Le retour du redoublement ne se justifie pas par des raisons d’efficacité. En 2015 le Cnesco a publié une étude exhaustive sur cette question. Elle conclue : « Dans la majorité des études », écrit le Cnesco, « le redoublement n’a pas d’effet sur les performances scolaires à long terme. Quelques études obtiennent des effets positifs à court terme dans des contextes très particuliers (notamment lorsque le redoublement est accompagné d’autres dispositifs de remédiation comme des écoles d’été). Le redoublement a par contre toujours un effet négatif sur les trajectoires scolaires et demeure le meilleur déterminant du décrochage. Il semble également impacter négativement le revenu futur du jeune adulte en agissant comme un signal de faible performance du salarié pour les entreprises ».

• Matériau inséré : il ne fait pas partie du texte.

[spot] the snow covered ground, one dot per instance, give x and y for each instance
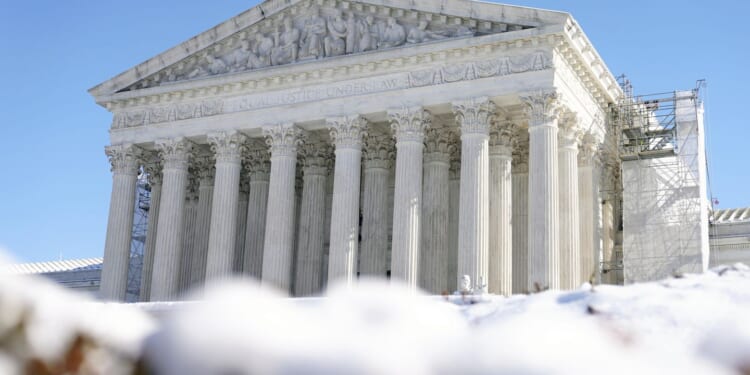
(697, 324)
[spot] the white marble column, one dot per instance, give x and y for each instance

Mais une pratique plébiscitée par les parents et les enseignants
Alors pourquoi cet acharnement à remettre en selle le redoublement ? Il y a le plaisir de détruire ce que N Vallaud Belkacem a mis en place. Il y a surtout le fait qu’enseignants et parents sont majoritairement favorables au redoublement.
En 2015, le Cnesco a pris l’initiative d’interroger 3302 collégiens et 2314 lycéens venus de 59 établissements sur leur rapport au redoublement. Selon cette étude, 69% des lycéens et collégiens se déclarent défavorables à la suppression du redoublement. Mais 80% voient dans le redoublement une seconde chance. 73% le jugent utile. Les redoublants gardent le souvenir positif d’une année d’efforts. » 67 % des redoublants déclarent s’être plus investis dans leur travail l’année de leur redoublement ; 71 % des lycéens et collégiens sont tout à fait ou plutôt d’accord avec l’affirmation : « J’ai eu de meilleurs résultats l’année redoublée » », affirme l’étude.
Du coté des enseignants, Hugues Draelants a étudié de près, en 2012, le rapport qu’entretiennent les enseignants belges au redoublement. Pour lui, s’il se maintient contre vents et marées, c’est tout simplement parce qu’il a son utilité. « L’interdiction du redoublement au sein du premier cycle participe de fait avec d’autres mesures – instauration d’un droit de recours face aux décisions du conseil de classe ; complication de la procédure d’exclusion ; règles très précises aux refus d’inscription – à priver les établissements et les enseignants de leurs instruments de régulation ordinaire… Ainsi, l’attachement manifesté par les enseignants vis-à-vis du redoublement peut aussi se comprendre comme l’expression d’un groupe professionnel qui revendique le maintien de son autonomie et une certaine vision de ce que l’Ecole doit être ».
Le vote au CSE
En autorisant à nouveau le redoublement, le ministre choisit de tourner le dos à la recherche pour flatter l’opinion publique et satisfaire à peu de frais des attentes des professionels.
Présenté au CSE le 14 décembre, le projet de décret sur le redoublement a été rejeté par 41 voix contre regroupant le Snuipp Fsu, le Sgen,le Se Unsa et la Fcpe.Ont voté pour le texte le Snpden Unsa et le Snalc. Un amendement du Snpden a été retenu par le ministère : illimite à le redoublement à une seule fois sur la scolarité obligatoire; Au delà il faudra le feu vert du Dasen.
Un voeu présenté par le Snuipp a été adopté à une majorité encore plus large (47 pour 1 contre). Il demande qu’au lieu d’une mesure inutile et inefficace » soient apportées des réponses pour que l’école puisse prendre en charge la difficulté scolaire » grâce à » une baisse des effectifs par classe dans toutes les écoles, le rétablissement des RASED, le déploiement du plus de maîtres que de classes et une formation des enseignants au repérage de ce qui fait obstacle aux apprentissages à l’intérieur de la classe et à la construction de réponses pédagogiques adaptées ».